Böhmermann im Visier der "Osmanen Germania"
Auch im Fall Böhmermann ist die Gruppe auf Anweisung offenbar aktiv geworden. Külünk habe der "Stuttgarter Zeitung" zufolge über den früheren Mannheimer UETD-Vorsitzenden Yilmaz Ilkay Arin dazu aufgefordert, den Moderator zu bestrafen.
Brisant: Bei der "Union der Europäisch-Türkischen Demokraten" (UETD) handelt es sich um eine Auslandsorganisation der AKP. "Osmanen"-Mitglieder wie Mehmet B., Selcuk S. und Levent U. sollen engen Kontakt zu UETD gehabt haben und über Kontaktleute instruiert worden sein.

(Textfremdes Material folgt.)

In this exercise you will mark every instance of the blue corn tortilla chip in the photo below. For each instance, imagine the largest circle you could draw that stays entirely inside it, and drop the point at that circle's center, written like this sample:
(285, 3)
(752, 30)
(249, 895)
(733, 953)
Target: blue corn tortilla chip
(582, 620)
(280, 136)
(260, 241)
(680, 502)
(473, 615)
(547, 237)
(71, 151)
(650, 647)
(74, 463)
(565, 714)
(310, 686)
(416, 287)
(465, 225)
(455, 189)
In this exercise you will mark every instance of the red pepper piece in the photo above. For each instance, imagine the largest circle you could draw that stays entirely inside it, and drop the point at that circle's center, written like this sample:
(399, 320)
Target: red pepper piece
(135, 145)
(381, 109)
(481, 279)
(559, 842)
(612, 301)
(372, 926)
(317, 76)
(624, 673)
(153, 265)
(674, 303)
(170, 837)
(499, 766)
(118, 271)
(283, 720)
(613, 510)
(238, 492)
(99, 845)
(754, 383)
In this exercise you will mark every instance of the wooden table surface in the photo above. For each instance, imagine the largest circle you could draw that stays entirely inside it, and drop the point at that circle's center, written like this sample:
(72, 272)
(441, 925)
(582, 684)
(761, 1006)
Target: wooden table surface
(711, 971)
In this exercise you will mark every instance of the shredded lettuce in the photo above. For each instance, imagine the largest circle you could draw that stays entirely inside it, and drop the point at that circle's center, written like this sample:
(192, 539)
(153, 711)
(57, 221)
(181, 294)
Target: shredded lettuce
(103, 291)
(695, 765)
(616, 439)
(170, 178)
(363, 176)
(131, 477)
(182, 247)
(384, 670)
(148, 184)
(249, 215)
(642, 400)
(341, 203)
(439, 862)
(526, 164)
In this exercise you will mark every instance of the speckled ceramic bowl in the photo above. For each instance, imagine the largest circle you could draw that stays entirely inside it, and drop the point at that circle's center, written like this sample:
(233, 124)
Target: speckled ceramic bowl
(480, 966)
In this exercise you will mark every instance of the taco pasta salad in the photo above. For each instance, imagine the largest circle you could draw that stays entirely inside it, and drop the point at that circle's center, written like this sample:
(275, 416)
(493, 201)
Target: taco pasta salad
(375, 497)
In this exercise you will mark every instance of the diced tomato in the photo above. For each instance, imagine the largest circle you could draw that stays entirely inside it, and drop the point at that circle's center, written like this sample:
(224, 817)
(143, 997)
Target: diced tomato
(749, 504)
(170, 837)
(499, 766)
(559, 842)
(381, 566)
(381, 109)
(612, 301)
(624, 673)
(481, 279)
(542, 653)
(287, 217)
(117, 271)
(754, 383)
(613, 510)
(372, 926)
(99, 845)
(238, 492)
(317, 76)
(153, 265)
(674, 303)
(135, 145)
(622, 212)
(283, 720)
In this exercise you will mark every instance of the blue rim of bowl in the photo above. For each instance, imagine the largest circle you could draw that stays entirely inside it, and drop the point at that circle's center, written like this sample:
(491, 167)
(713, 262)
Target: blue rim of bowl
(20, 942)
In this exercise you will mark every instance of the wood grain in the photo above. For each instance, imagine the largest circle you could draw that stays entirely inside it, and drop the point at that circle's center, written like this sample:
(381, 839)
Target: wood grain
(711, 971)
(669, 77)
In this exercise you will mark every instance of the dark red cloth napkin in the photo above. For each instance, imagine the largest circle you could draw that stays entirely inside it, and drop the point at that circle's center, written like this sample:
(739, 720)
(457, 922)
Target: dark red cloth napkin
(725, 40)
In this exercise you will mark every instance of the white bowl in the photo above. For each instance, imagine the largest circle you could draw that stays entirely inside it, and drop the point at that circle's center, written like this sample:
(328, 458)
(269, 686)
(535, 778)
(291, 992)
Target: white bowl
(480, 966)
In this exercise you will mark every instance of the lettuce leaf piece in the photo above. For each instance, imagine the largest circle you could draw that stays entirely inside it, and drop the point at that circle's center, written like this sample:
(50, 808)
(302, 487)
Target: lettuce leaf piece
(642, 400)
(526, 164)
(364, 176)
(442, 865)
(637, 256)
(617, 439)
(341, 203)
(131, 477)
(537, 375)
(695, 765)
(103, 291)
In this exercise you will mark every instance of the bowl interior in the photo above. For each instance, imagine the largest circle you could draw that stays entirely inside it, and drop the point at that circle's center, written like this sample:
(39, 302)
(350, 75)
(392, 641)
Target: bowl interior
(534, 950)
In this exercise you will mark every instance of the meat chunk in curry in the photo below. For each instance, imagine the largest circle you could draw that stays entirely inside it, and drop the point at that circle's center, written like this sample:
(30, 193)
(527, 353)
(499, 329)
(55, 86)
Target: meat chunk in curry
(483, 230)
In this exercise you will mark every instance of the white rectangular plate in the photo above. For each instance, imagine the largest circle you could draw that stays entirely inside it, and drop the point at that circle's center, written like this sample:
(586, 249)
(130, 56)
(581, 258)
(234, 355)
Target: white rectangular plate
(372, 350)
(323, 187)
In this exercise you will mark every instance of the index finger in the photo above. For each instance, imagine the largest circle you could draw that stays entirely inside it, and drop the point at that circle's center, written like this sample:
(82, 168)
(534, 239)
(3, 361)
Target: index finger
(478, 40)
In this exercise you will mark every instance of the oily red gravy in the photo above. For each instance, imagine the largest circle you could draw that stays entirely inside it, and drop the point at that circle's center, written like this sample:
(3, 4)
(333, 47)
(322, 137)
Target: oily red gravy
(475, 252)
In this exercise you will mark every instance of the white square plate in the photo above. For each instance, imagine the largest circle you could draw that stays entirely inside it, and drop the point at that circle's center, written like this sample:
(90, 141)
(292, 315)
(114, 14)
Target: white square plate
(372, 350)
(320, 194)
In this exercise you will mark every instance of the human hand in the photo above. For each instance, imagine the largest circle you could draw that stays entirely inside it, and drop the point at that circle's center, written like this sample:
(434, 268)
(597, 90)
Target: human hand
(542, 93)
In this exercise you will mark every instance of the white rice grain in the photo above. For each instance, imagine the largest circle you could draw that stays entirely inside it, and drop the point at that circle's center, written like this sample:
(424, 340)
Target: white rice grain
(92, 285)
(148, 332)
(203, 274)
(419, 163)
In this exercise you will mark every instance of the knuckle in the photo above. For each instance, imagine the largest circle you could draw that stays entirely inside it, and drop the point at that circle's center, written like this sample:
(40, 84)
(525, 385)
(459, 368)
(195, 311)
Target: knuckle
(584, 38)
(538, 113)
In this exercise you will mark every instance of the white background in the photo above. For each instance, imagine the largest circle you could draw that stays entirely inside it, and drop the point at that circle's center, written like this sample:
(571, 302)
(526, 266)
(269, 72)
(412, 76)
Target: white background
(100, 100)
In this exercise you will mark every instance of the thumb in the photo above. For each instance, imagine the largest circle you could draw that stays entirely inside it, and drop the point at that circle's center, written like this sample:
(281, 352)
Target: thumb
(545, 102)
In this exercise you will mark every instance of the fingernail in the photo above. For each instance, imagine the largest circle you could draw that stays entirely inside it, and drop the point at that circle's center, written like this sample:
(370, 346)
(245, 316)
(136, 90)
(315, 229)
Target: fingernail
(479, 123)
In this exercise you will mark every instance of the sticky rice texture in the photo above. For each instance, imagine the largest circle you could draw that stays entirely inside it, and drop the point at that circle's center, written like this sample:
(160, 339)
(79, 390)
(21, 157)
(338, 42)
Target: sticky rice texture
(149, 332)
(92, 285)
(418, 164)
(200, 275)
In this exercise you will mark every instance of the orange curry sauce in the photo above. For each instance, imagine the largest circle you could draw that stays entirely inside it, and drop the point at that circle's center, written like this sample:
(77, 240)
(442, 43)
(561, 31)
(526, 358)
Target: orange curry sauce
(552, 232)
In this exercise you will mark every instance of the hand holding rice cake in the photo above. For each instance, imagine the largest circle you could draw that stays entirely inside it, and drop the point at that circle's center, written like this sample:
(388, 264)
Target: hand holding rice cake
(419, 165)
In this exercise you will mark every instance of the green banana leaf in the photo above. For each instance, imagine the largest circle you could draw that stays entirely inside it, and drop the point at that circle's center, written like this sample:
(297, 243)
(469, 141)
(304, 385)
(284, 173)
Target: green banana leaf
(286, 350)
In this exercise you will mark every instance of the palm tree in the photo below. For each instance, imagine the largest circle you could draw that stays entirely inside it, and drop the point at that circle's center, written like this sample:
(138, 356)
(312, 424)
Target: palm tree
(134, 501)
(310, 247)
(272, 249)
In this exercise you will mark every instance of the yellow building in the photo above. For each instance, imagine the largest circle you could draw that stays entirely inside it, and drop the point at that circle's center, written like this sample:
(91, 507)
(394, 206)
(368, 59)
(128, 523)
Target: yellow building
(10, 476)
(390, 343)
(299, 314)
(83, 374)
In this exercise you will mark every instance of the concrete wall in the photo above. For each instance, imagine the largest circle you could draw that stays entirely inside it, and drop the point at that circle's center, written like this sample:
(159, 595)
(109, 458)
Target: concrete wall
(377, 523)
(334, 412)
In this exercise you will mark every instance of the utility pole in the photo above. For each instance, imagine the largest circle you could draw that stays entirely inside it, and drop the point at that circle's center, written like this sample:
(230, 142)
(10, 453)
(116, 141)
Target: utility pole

Ein Gruppenfoto, auf dem UETD-Mitglieder, "Osmanen" und AKP-Mitglieder zu sehen sind, soll die Verbindung zwischen den "Osmanen" und der UETD belegen. Auch veröffentlich wurde ein Bild, das den damaligen "Osmanen"-Vizepräsident Selcuk S. mit dem Erdogan-Berater Ilnur Cevik zeigt.
Der FDP-Fraktionschef im baden-württembergischen Landtag, Hans-Ulrich Rülke, forderte, die UETD vom Landesverfassungsschutz und bundesweit beobachten zu lassen. "Mein Eindruck ist, dass der türkische Staatspräsident Erdogan eine paramilitärische Hilfstruppe zur Durchsetzung seiner politischen Ziele in Deutschland aufgebaut hat", sagte er den "Stuttgarter Nachrichten". Grünen-Bundeschef Cem Özdemir sagte: "Der lange Arm von Erdogan hat in Deutschland nichts verloren."
Drei Rocker im Zentrum der Ermittlungen
Das Bundesinnenministerium teilte mit, die in den Medien erhobenen Behauptungen stünden teilweise im Zusammenhang mit einem Ermittlungsverfahren, das bei der Staatsanwaltschaft Darmstadt gegen Mitglieder der "Osmanen" anhängig sei. Die Sicherheitsbehörden gingen den Hinweisen auf einen möglichen Einfluss staatlicher türkischer Stellen nach. Das gelte erst recht für mögliche geplante Gewalttaten.
Die Ermittler konzentrieren sich vor allem auf den 46 Jahre alten ehemalige "Osmanen-Weltpräsident" Mehmet B., den ehemalige "Osmanen-Vizepräsident" Selcuk S. sowie den Chef der Stuttgarter "Osmanen"-Gruppe Levent U..
2016 gab es bereits mehrere Razzien gegen die türkische Schlägertruppe. Ende 2016 durchsuchten 1.500 Polizisten rund 50 Wohnungen in sechs Bundesländern.